Does Your SaMD Need a 510(k)? Or Is De Novo or PMA the Real Path?
- Beng Ee Lim
- 2 days ago
- 3 min read
TL;DR: Most Software as a Medical Device (SaMD) products in the U.S. go through the 510(k) pathway.
But if your software has no predicate or treats a critical condition, the FDA may require a De Novo or PMA submission. Here’s how to tell:
Pathway | When It Applies | Typical Risk |
510(k) | Predicate exists and risk is low-to-moderate (FDA Class II or Class I “reserved”) | IMDRF II–III |
De Novo | No predicate and overall risk is low-to-moderate (cannot be Class III) | IMDRF II–III |
PMA | High-risk / critical care software (life-supporting, life-sustaining, or high-impact diagnostic) | IMDRF IV |
Why Choosing the Right SaMD FDA Pathway Matters
If you pick the wrong FDA submission route, the cost isn’t just money—it’s 8–12 months of delay, team fatigue, and missed revenue.
Each pathway:
Has different timelines
Requires different supporting evidence
Triggers different regulatory expectations
So how do you know which one fits your SaMD?
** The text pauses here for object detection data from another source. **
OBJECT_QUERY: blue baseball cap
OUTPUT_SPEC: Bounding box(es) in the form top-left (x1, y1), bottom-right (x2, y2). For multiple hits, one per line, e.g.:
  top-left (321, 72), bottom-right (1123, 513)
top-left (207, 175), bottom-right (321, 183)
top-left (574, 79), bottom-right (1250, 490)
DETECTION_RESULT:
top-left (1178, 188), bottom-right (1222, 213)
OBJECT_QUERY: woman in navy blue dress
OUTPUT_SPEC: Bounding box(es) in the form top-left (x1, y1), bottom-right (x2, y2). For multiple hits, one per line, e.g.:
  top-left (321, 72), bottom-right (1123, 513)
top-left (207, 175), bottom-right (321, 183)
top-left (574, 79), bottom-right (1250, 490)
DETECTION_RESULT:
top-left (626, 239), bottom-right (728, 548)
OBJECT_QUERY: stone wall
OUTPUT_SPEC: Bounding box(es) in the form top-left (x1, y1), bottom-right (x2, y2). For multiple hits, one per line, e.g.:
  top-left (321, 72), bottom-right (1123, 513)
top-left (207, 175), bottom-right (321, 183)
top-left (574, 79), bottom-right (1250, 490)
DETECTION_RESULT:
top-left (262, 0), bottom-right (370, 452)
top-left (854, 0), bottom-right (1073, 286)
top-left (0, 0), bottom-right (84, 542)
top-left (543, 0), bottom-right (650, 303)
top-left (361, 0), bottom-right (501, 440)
When 510(k) Is the Right Path
510(k) is the most common FDA submission type—and for many SaMDs, it’s exactly what you need.
✅ You qualify if:
There’s an existing predicate device with the same intended use
Your software presents moderate risk
You can demonstrate substantial equivalence
👉 Examples:
AI for diabetic retinopathy screening (predicate: IDx-DR)
Cardiac rhythm classifiers
Decision support software for non-critical conditions
Bonus: many SaMD submitters now use the FDA’s eSTAR template, which can speed up review and improve formatting compliance.
When De Novo Applies Instead
If your software is moderate risk but has a, you’re in De Novo territory.
Key signs you need De Novo:
You can’t find a similar 510(k) cleared product
You’re targeting a novel application
Your risk level is acceptable, but your innovation is first-of-its-kind
👉 Example: IDx-DR — De Novo # DEN180001: autonomous AI software that analyzes retinal fundus images to flag adults with diabetes who have more-than-mild diabetic retinopathy for specialist referral. No predicate existed—De Novo approved.
🧠 Note: Once a De Novo is granted, future similar products can then use it as a predicate
for their own 510(k).
When PMA Is Required
If your software:
Directly manages or treats a critical condition
Impacts survival or high-risk therapeutic outcomes
Or involves life-sustaining decisions without human review
👉 You likely need a Premarket Approval (PMA).
PMA is:
The most burdensome route
Requires clinical trials, human factors testing, and robust validation
Can take 12–24+ months
👉 Example: SecondLook Computer-Aided Detection System — PMA # P010038: image-analysis software that flags suspicious regions on digital mammograms so radiologists can catch potential breast-cancer lesions that might be missed on first read.
Time & Cost Comparison Table
Pathway | Avg. Review Time | FDA Fee (2025) | Notes |
510(k) | 90–150 days | $24,335 ($6,084 small biz) | eSTAR encouraged |
De Novo | 150–270 days | $162,235 ($40,559 small biz) | No predicate needed |
PMA | 12–24 months | $540,783 ($135,196 small biz) | Requires clinical trials |
⚠️ Costs don’t include consultant or testing fees.
FAQs
Q: Can I convert a De Novo into a 510(k)?
Not exactly. But once a De Novo is granted, it becomes a predicate that others can reference in their 510(k) submissions.
Q: What if I upgrade the algorithm after clearance?
You may need a new 510(k) or submit a Predetermined Change Control Plan (PCCP) in advance. FDA wants predictability.
Q: Does EU MDR classification affect my FDA pathway?
Not directly—but if your software is Class IIb or III in Europe, it may signal De Novo or PMA needs in the U.S.